Source: CNRS

Après quelques décennies d'agriculture intensive, les recherches pour purger nos sols des nombreuses substances d'origine industrielle vont bon train. Une solution prometteuse nous vient aujourd'hui... d'un banal champignon filamenteux, Podospora anserina. Fruit d'une collaboration entre trois laboratoires (Unité de biologie fonctionnelle et adaptative -Université Paris-VII-, Institut de génétique et microbiologie -CNRS / Université Paris-XI-, "Interfaces, traitements, organisation et dynamique des systèmes" -CNRS / Université Paris-VII-) associés au CNRS, une étude publiée en mai (édition en ligne de la revue Journal of Biological Chemistry) prouve que Podospora anserina est en effet capable de "digérer" des molécules polluantes en les modifiant chimiquement grâce à une de ses enzymes. Résultat: là où une autre espèce vivante aurait succombé, le champignon assimile le polluant et le transforme en un autre composé non nocif. Et le milieu s'en trouve assaini.

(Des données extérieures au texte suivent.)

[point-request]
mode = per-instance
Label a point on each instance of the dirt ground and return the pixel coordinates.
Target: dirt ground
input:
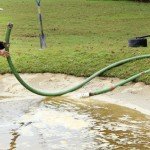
(132, 95)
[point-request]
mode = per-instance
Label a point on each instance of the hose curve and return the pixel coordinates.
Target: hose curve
(42, 93)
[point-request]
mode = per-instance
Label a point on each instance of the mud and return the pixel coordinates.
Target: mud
(29, 121)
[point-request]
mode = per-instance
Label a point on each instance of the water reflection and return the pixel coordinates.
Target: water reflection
(61, 123)
(108, 126)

L'idée a germé lors de la rencontre de deux chercheurs. Philippe Silar (chercheur à l'Institut de génétique et microbiologie, professeur de l'université Paris-VII) explique à son confrère Jean-Marie Dupret (directeur de l'unité de biologie fonctionnelle et adaptative de l'université Paris-VII) à quel point les champignons représentent un incroyable réservoir d'enzymes aux propriétés étonnantes. Les scientifiques décident alors de tester la résistance de plusieurs espèces de moisissures à une classe majeure de polluants, les amines aromatiques. Deux d'entre elles survivent, ce qui signifie que ces champignons possèdent les enzymes leur permettant de mettre hors d'état de nuire ces composés aromatiques. Entre les deux rescapées, les scientifiques choisissent de concentrer leurs efforts sur Podospora anserina, déjà bien connue des laboratoires. À partir de ce champignon, les biochimistes identifient, clonent et purifient une enzyme impliquée dans ces mécanismes de résistance, qu'ils nomment PaNAT2. Reste à définir précisément son rôle.

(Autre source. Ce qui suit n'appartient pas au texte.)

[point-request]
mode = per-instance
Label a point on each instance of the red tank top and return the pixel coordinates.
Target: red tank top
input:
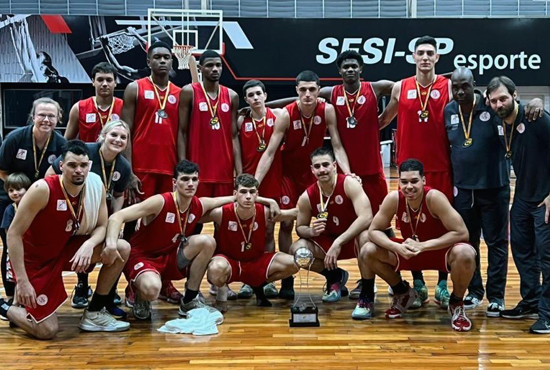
(428, 226)
(161, 235)
(249, 147)
(51, 228)
(229, 236)
(296, 162)
(362, 143)
(341, 213)
(89, 122)
(425, 141)
(211, 147)
(154, 139)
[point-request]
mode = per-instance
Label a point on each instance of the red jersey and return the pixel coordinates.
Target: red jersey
(296, 149)
(271, 185)
(211, 146)
(51, 228)
(362, 142)
(428, 227)
(154, 140)
(229, 236)
(91, 119)
(161, 236)
(417, 138)
(341, 213)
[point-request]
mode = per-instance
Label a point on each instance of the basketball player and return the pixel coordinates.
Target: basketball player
(59, 226)
(151, 111)
(240, 237)
(342, 214)
(527, 143)
(87, 117)
(303, 125)
(434, 237)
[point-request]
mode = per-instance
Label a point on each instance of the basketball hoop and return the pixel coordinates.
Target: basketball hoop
(183, 53)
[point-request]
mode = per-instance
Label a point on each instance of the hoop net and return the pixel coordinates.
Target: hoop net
(183, 53)
(121, 43)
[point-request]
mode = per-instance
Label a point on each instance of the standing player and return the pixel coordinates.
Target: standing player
(87, 117)
(240, 237)
(59, 226)
(302, 125)
(342, 215)
(433, 238)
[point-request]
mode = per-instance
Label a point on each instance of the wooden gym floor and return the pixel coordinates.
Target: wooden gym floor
(259, 338)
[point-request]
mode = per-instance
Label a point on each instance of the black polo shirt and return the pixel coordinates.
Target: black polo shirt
(481, 165)
(121, 174)
(530, 155)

Pour cela, et grâce à la parfaite connaissance du génome de ce champignon, l'équipe de Philippe Silar fabrique des souches mutées pour lesquelles le gène de l'enzyme PaNAT2 est inactivé. Et les mettent à l'épreuve d'un dérivé de pesticide trouvé dans certaines terres agricoles, la 3,4-dichloroaniline (3,4-DCA). Lors de ces tests réalisés en milieu liquide, environ 45 % du polluant est dégradée par la souche normale de Podospora anserina au bout de trois jours, contre seulement 5 % par la souche mutée du champignon ! "Ces résultats sans ambigüité prouvent que la voie enzymatique de PaNAT2 est bien impliquée dans la capacité de ce champignon à se nourrir de certaines molécules aromatiques" assure Jean-Marie Dupret.

L'étape suivante va s'avérer tout aussi concluante. Afin de simuler une expérience de remédiation, autrement dit de décontamination du sol, les chercheurs ajoutent 0,5 g de champignon toutes les 24 h à un mélange de terre et de 3,4-DCA. Au bout de trois jours, ils y plantent des graines de laitue, une plante choisie pour sa sensibilité connue au 3,4 DCA. Mais même avec une concentration extrême de polluant, la salade germe sans problème. Une preuve irréfutable de l'action assainissante de Podospora anserina. Qui dispose d'un autre atout non négligeable en tant que candidat à la restauration de l'équilibre des sols: son mode de multiplication. En effet, il se développe essentiellement par reproduction sexuée. Pour éviter une prolifération incontrôlable, il suffit d'inoculer des souches non compatibles sexuellement dans le milieu et le champignon disparaît au bout de quelque temps. Mais avant d'imaginer des tests sur un champ entier, l'équipe de chercheurs doit encore éclaircir quelques points: comment produire ce champignon en grande quantité? Est-il préférable de l'enfouir ou suffit-il de le déposer à la surface de la terre ? Etc. Après ces études préliminaires, les scientifiques envisageront un partenariat pour tester la méthode en grandeur nature.